普天間基地移設問題での最大の論点は、「自分の国は自分で守るべし」という至極当たり前の世界の常識が、全く忘れられている点にあると私は考える。米軍に引き上げてもらうなら、その空白を埋めるべくまず防衛費を増額し、日本軍の強化が成った後「長い間我々の足りない所を補ってくれて有難う。いよいよ力がついたのでこれからは我々が先頭に立って、日本の安全はもちろんアジアの安全保障に責任を持ちます。これからも引き続き世界の平和の維持に一致協力して行きましょう」という宣言から始めるのが筋道というものではないか。何故そうならないかについて、渡部昇一著「日本の歴史(ワック社全8巻)」の第一回配本「戦後混迷の時代に」は、第四章「日本の歴史を奪った占領軍の教育改革」で、終戦直後作られた「教育基本法」を糾弾している。この旧教育基本法を以前私は調べてみたが、当時日本政府は、戦時中の「軍国主義教育の全面見直し」と「平和国家建設」に向けて、教育改革に着手したものの、「愛国心の涵養」とか「伝統の尊重」などは削除を命ぜられ、「個人の尊厳を重んじ」「個性豊かな文化」などが中心に位置づけられ、「国家及び社会の形成者たるべき教育」の視点は全く排除されていた。
 渡部氏は同章で、米国の幼稚園・小学校では必ず毎日、胸に手を当てて以下のように唱えさせていると言う。『 I pledge allegiance to the flag of the United States of America and to the Republic for which it stands ……』(私はアメリカ合衆国の旗、及びそれが代表するところの共和国に忠誠を誓います。……)。それにも拘らず、日本に対しては全く反対の事を押しつけ、自国を讃え忠誠を誓う行為を排除したのであり、これは米国人の偽善の極みと氏は言い、このような反日教育を受けて育った人の馬鹿げた例を二つ挙げている。一つは2008年東京地裁において、日の丸・君が代強要は違憲違法との判決を下した難波孝一裁判長だ。入学式や卒業式で日の丸に向かっての起立や君が代の斉唱を強要するのは不当だとして、都立の高校などの教職員が都教育委員会などを相手に起こした訴訟に対する判決だ。
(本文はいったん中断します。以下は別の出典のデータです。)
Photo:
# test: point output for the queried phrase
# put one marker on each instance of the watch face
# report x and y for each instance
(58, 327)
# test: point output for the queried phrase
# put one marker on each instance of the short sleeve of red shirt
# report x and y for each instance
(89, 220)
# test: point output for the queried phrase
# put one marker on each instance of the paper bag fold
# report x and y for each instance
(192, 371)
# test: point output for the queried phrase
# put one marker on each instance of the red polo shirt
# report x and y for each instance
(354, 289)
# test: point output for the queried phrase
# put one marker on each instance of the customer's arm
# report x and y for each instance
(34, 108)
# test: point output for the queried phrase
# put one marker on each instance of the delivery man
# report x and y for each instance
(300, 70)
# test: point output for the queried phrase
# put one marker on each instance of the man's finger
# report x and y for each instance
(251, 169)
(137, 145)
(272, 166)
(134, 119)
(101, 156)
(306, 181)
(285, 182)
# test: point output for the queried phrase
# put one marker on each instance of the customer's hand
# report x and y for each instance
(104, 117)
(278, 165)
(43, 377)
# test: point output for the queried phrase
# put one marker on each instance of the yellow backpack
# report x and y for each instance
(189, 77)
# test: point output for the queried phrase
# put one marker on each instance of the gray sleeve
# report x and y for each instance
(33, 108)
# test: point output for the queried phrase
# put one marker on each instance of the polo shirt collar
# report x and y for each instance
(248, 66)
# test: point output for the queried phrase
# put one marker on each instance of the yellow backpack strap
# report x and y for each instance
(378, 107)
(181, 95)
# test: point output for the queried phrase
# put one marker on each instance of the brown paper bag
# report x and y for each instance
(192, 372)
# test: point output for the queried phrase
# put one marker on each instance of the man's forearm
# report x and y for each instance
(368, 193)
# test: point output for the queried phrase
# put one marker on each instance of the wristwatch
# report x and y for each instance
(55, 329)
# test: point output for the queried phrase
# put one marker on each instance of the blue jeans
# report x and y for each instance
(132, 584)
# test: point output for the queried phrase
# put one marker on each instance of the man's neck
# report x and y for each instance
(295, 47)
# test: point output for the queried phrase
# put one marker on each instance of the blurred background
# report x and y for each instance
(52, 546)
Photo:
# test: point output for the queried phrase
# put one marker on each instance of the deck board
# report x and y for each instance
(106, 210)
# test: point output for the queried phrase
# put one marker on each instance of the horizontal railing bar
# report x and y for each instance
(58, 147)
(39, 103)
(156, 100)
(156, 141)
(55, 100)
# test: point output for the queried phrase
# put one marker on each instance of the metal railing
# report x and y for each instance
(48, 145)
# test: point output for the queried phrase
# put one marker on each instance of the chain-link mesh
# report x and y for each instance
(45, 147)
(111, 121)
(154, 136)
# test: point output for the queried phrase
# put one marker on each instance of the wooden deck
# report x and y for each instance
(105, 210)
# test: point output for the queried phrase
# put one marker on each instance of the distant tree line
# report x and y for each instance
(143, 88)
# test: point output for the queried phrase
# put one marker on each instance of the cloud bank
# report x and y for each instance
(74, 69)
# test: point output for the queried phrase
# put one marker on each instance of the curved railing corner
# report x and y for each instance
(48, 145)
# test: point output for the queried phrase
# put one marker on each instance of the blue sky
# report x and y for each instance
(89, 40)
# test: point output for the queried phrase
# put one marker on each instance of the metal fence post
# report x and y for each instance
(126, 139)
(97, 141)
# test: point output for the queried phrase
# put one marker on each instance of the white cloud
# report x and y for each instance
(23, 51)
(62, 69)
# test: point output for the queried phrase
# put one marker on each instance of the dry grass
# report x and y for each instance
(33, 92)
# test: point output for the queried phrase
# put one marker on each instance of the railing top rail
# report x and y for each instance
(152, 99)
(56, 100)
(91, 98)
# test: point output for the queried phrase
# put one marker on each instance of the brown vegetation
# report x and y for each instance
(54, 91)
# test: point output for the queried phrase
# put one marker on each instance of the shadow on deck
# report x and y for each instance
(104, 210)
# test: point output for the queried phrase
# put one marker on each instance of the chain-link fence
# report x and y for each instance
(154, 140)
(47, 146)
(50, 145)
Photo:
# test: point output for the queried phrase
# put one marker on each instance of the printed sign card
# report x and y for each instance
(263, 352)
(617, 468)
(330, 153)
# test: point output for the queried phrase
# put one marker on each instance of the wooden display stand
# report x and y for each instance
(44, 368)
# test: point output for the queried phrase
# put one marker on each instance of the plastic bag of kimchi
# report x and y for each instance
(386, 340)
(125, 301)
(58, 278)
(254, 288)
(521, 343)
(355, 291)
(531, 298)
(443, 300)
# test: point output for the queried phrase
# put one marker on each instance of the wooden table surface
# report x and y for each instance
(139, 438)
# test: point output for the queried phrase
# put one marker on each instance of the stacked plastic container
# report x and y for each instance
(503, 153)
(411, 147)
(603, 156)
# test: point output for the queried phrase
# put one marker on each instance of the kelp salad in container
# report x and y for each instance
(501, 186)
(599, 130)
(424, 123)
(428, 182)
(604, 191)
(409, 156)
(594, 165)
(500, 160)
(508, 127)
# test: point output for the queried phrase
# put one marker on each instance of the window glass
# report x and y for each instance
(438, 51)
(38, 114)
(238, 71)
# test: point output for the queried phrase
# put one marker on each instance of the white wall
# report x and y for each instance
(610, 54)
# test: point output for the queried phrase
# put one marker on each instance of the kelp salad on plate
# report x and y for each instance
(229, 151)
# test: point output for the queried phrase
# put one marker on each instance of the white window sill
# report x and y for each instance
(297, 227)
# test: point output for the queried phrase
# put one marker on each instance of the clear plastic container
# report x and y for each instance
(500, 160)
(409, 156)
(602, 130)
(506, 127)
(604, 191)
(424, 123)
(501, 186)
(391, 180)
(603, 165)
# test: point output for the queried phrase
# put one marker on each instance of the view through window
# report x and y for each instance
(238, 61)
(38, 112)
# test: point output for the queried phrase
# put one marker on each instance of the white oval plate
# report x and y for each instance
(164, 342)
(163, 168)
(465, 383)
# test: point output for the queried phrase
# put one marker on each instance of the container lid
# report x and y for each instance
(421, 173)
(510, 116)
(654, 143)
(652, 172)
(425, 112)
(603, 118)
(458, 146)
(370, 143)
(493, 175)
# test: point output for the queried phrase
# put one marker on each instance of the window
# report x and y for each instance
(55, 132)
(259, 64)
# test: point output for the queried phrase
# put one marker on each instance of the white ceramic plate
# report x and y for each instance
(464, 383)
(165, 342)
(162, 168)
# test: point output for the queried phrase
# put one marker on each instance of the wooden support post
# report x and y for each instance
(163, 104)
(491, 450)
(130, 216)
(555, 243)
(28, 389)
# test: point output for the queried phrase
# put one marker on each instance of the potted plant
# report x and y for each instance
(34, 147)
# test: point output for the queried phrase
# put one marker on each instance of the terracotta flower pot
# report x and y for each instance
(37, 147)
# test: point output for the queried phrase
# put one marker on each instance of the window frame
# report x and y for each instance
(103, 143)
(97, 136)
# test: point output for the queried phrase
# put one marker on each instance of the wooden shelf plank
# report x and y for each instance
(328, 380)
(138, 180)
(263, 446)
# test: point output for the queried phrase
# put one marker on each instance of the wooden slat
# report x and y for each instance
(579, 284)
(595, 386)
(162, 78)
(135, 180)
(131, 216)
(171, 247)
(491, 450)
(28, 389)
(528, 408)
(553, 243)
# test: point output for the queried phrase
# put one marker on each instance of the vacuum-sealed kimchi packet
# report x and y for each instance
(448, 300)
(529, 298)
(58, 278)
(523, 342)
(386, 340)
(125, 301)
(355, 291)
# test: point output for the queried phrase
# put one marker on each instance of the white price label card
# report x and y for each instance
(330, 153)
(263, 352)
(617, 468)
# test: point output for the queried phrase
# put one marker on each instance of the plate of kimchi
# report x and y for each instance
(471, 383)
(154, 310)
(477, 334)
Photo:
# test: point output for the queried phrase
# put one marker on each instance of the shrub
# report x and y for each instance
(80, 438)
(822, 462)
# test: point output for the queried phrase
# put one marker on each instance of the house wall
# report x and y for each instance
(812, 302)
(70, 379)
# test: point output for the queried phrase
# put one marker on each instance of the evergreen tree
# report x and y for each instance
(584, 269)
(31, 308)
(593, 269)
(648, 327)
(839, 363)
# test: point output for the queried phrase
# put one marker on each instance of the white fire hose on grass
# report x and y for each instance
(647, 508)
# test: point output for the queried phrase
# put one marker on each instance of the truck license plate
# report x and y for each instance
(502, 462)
その理由は「一律に式典で国旗に向かって起立し、国歌を斉唱する事などの義務を課する事は、思想・良心の自由に対する制約になるものと解するのが相当である」からだと言う。「この裁判官は戦後米国が行った教育改革、つまり日の丸・君が代軍国主義の象徴だと植えつけられたその思想のままで、法廷に立っている」と渡部氏は慨嘆している(さすがにこの裁判官の判決は、控訴審では否定されている)。 渡部氏が挙げるもう一人の例はNHKクローズアップ現代」の国谷裕子キャスターだ。この国谷さんがテレビで「国旗国歌強要に反対した教師が教育委員会から罰せられるのはおかしい」とものすごい剣幕で言われたそうで、「国谷さんは米国のブラウン大学を卒業しているから、何年もの間米国に留学していたわけだ。生徒にものを教える公務員の立場にある人間が、公の場で国旗国歌に敬意を表さないなどと言う事が、米国であれ他の国であれ、許されない事であるくらい分からない筈がない」と渡部氏は記す。同じような例を思い出したが、田原総一郎の後継ぎをやっている小宮キャスターが以前の番組で、田母神前航空幕僚長の例の投稿論文について非難しつつ、読んでも居ないのに「論文そのものも大変幼稚な内容」とえらそうに叫んでいた。国旗国歌に直接関連は無いが、これも戦後日教組教育の呪縛から解放されていない可哀そうな例である。
 普天間問題混乱の大損害を少しでも取り返すには、これを契機に「国家について、国の安全保障について、最終的には現憲法を失効させた後に改めて憲法を作成する手順について」各政党はそれぞれ案を国民に提示し、時間をかけてじっくりと国民的議論を始めてもらいたいと思う。